Se no primeiro instante
ele se unia a nós ao fazer-se carne e tomado um corpo, agora é nós que nos
unimos a ele ao comer sua carne e beber o seu sangue. “Quem come a minha carne
e bebe o meu sangue permanece em mim e eu nele” (Jo 6,56). Chamamos isso de
comunhão. Celebrar Corpus Christi é fazer comunhão com Deus, por Cristo, no
Espírito Santo que se estende a uma comunhão com a Igreja, a Humanidade e a
Natureza.
Festejar solenemente a
Festa do Corpo de Deus nos recorda, isto é, coloca de novo no coração, e nos
faz renovar a consciência de que o Corpo de Cristo é a Igreja. Assim, quando
comungamos o Corpo de Cristo, comungamos Cristo Cabeça e comungamos Cristo
Corpo, que é a Igreja. Em toda Oração Eucarística pedimos ao Pai, que por meio
de Seu Filho, derrame o Espírito Santo em dois momentos.
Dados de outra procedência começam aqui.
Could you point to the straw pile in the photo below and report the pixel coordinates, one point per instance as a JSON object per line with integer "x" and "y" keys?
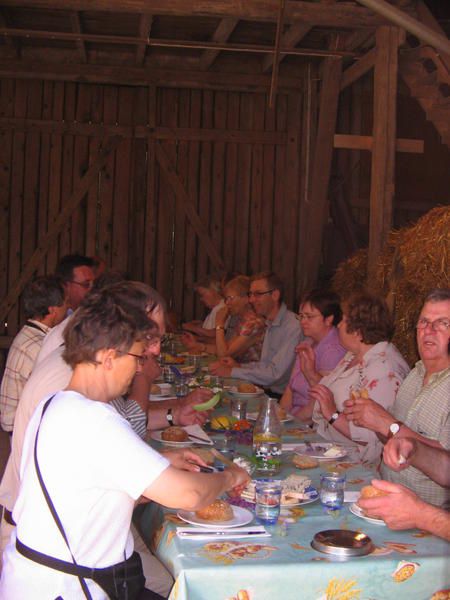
{"x": 414, "y": 261}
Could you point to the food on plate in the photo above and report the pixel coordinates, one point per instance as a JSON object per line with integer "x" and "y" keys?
{"x": 369, "y": 491}
{"x": 219, "y": 510}
{"x": 304, "y": 462}
{"x": 174, "y": 434}
{"x": 209, "y": 404}
{"x": 246, "y": 388}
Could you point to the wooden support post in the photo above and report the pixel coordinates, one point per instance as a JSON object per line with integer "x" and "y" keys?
{"x": 323, "y": 151}
{"x": 384, "y": 142}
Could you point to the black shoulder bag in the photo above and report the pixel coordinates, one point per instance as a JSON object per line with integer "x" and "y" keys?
{"x": 122, "y": 581}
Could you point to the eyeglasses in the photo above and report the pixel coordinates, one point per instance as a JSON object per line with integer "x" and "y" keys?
{"x": 141, "y": 358}
{"x": 87, "y": 285}
{"x": 437, "y": 325}
{"x": 306, "y": 316}
{"x": 259, "y": 294}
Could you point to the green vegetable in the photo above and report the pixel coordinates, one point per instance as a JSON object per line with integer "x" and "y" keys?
{"x": 209, "y": 403}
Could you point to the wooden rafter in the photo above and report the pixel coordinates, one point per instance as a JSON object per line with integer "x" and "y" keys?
{"x": 221, "y": 34}
{"x": 145, "y": 27}
{"x": 76, "y": 27}
{"x": 80, "y": 189}
{"x": 341, "y": 14}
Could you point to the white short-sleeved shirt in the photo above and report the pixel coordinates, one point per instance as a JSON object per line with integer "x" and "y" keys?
{"x": 94, "y": 467}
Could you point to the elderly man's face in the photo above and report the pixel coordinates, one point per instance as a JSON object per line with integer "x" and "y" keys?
{"x": 433, "y": 345}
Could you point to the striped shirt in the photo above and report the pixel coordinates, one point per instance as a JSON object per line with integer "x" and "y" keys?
{"x": 426, "y": 410}
{"x": 21, "y": 358}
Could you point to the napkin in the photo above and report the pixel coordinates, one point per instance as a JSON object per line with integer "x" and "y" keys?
{"x": 197, "y": 431}
{"x": 232, "y": 533}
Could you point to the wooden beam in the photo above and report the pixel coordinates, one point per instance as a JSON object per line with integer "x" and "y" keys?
{"x": 145, "y": 27}
{"x": 344, "y": 14}
{"x": 188, "y": 206}
{"x": 57, "y": 226}
{"x": 382, "y": 185}
{"x": 76, "y": 27}
{"x": 358, "y": 69}
{"x": 143, "y": 131}
{"x": 290, "y": 39}
{"x": 128, "y": 75}
{"x": 221, "y": 34}
{"x": 321, "y": 169}
{"x": 365, "y": 142}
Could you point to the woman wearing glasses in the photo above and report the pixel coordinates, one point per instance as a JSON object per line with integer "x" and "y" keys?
{"x": 371, "y": 367}
{"x": 93, "y": 467}
{"x": 319, "y": 314}
{"x": 243, "y": 336}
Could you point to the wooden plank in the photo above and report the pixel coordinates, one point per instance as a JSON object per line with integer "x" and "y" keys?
{"x": 6, "y": 148}
{"x": 122, "y": 185}
{"x": 106, "y": 190}
{"x": 221, "y": 34}
{"x": 200, "y": 228}
{"x": 256, "y": 207}
{"x": 142, "y": 131}
{"x": 334, "y": 15}
{"x": 231, "y": 211}
{"x": 79, "y": 191}
{"x": 382, "y": 187}
{"x": 365, "y": 142}
{"x": 141, "y": 76}
{"x": 323, "y": 151}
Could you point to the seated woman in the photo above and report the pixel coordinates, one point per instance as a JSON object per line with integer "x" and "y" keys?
{"x": 209, "y": 291}
{"x": 244, "y": 335}
{"x": 317, "y": 355}
{"x": 93, "y": 466}
{"x": 372, "y": 366}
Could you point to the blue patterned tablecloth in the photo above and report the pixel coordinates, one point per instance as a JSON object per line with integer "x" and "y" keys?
{"x": 408, "y": 565}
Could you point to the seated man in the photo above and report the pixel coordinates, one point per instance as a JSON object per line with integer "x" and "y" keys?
{"x": 399, "y": 507}
{"x": 422, "y": 407}
{"x": 44, "y": 306}
{"x": 281, "y": 337}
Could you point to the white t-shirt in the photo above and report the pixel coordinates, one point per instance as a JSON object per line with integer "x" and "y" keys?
{"x": 94, "y": 467}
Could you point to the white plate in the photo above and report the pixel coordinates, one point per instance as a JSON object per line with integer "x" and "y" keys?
{"x": 254, "y": 416}
{"x": 241, "y": 516}
{"x": 233, "y": 390}
{"x": 358, "y": 511}
{"x": 318, "y": 449}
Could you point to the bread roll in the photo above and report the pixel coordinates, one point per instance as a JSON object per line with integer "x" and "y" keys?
{"x": 219, "y": 510}
{"x": 174, "y": 434}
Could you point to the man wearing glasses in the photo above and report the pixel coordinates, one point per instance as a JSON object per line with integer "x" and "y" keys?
{"x": 282, "y": 335}
{"x": 422, "y": 407}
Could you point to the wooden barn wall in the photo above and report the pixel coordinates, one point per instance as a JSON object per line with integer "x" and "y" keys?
{"x": 246, "y": 194}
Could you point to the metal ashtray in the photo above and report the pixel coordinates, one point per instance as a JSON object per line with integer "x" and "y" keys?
{"x": 343, "y": 543}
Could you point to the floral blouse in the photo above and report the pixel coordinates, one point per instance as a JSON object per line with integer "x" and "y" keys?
{"x": 380, "y": 372}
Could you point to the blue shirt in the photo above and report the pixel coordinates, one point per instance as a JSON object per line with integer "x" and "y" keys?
{"x": 277, "y": 355}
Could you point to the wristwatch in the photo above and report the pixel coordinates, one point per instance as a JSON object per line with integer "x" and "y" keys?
{"x": 394, "y": 428}
{"x": 334, "y": 417}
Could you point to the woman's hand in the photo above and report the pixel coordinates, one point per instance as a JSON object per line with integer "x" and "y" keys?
{"x": 321, "y": 394}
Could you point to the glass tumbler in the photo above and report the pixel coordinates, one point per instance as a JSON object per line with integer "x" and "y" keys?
{"x": 332, "y": 488}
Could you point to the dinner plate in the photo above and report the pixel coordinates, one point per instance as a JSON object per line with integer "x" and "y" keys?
{"x": 358, "y": 512}
{"x": 241, "y": 516}
{"x": 234, "y": 391}
{"x": 254, "y": 416}
{"x": 317, "y": 450}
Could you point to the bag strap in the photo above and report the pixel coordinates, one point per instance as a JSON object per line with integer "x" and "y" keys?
{"x": 51, "y": 507}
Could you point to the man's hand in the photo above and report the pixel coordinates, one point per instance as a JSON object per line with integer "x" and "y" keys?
{"x": 321, "y": 394}
{"x": 184, "y": 459}
{"x": 365, "y": 412}
{"x": 399, "y": 509}
{"x": 398, "y": 452}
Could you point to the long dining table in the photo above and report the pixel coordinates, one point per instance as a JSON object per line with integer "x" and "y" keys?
{"x": 412, "y": 564}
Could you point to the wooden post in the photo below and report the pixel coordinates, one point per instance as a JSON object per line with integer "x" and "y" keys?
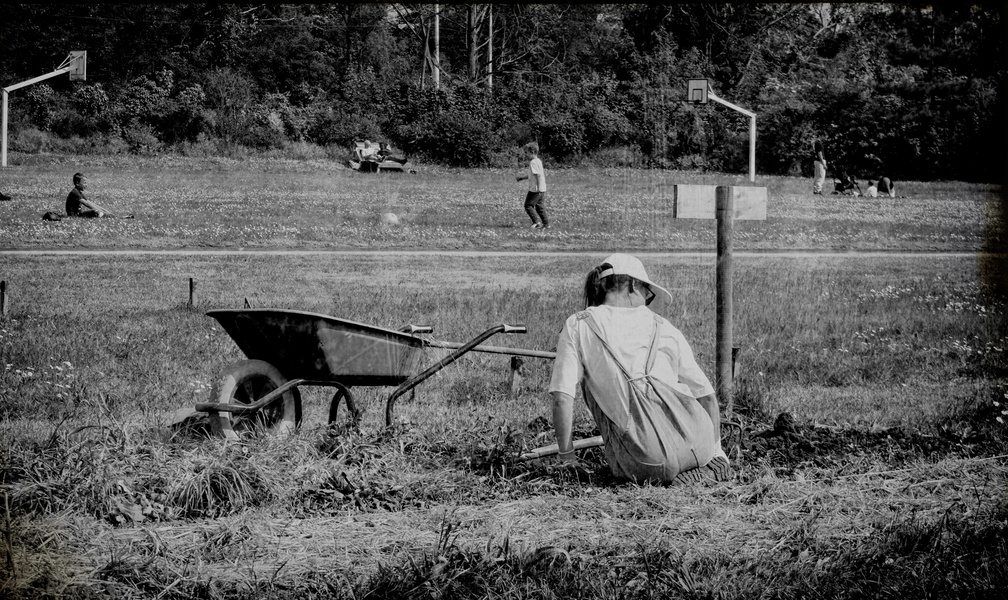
{"x": 727, "y": 204}
{"x": 725, "y": 209}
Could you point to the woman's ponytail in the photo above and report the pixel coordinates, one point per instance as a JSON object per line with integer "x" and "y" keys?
{"x": 595, "y": 289}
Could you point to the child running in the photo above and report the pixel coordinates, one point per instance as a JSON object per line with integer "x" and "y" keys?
{"x": 535, "y": 200}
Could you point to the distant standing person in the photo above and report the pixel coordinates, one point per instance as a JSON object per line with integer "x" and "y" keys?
{"x": 819, "y": 162}
{"x": 79, "y": 206}
{"x": 887, "y": 187}
{"x": 535, "y": 200}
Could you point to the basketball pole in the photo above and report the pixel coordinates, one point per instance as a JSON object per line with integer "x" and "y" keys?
{"x": 74, "y": 64}
{"x": 752, "y": 130}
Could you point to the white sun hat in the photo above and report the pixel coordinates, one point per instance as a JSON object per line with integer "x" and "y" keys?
{"x": 624, "y": 264}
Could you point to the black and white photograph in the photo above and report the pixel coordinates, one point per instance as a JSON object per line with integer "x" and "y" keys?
{"x": 521, "y": 302}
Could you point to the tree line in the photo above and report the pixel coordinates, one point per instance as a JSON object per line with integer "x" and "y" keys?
{"x": 911, "y": 91}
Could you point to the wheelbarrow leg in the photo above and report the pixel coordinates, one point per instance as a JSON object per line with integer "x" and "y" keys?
{"x": 343, "y": 391}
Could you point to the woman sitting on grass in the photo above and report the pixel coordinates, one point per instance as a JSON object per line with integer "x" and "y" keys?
{"x": 656, "y": 409}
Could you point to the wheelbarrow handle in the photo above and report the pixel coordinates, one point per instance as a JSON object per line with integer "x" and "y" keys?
{"x": 451, "y": 358}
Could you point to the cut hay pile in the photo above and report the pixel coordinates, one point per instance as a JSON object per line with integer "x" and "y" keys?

No primeiro, para
transformar o pão e o vinho no Corpo e no Sangue de Cristo e, no segundo, sobre
a Igreja para que comungando o Corpo e o Sangue de Cristo, se torne Corpo de
Cristo. “Concedei que, alimentando-nos com o Corpo e o Sangue do vosso Filho,
sejamos repletos do Espírito Santo e nos tornemos em Cristo um só corpo e um só
espírito” (Oração Eucarística III). Na
verdade, comungamos o Corpo de Cristo para nos tornamos cada vez mais Igreja,
que é o Corpo de Cristo (cf. Cl 1,18). Comungamos o Corpo de Cristo para nós
tornamos Corpo de Cristo. Deste modo a comunhão só é autêntica quando vivemos em
comunhão uns com os outros (cf 1 Cor 12,12).
Ainda tem outro
ensinamento muito bonito a partir desta festa. O Verbo feito carne também faz
uma revelação. “A carne é fraca”. Ele que assumiu o corpo, ele que se fez carne
reconhece e assume a fragilidade e contingência da condição humana. Estas
palavras não são ensinamentos. Naquela noite de angústia e de agonia no Monte
das Oliveiras quando Jesus disse a Pedro, Tiago e João, “orai e vigia porque o
espírito e forte, mas a carne é fraca” (Mt 26, 41), ele não falava com um
professor aos seus alunos, um mestre aos seus discípulos, um deus aos homens.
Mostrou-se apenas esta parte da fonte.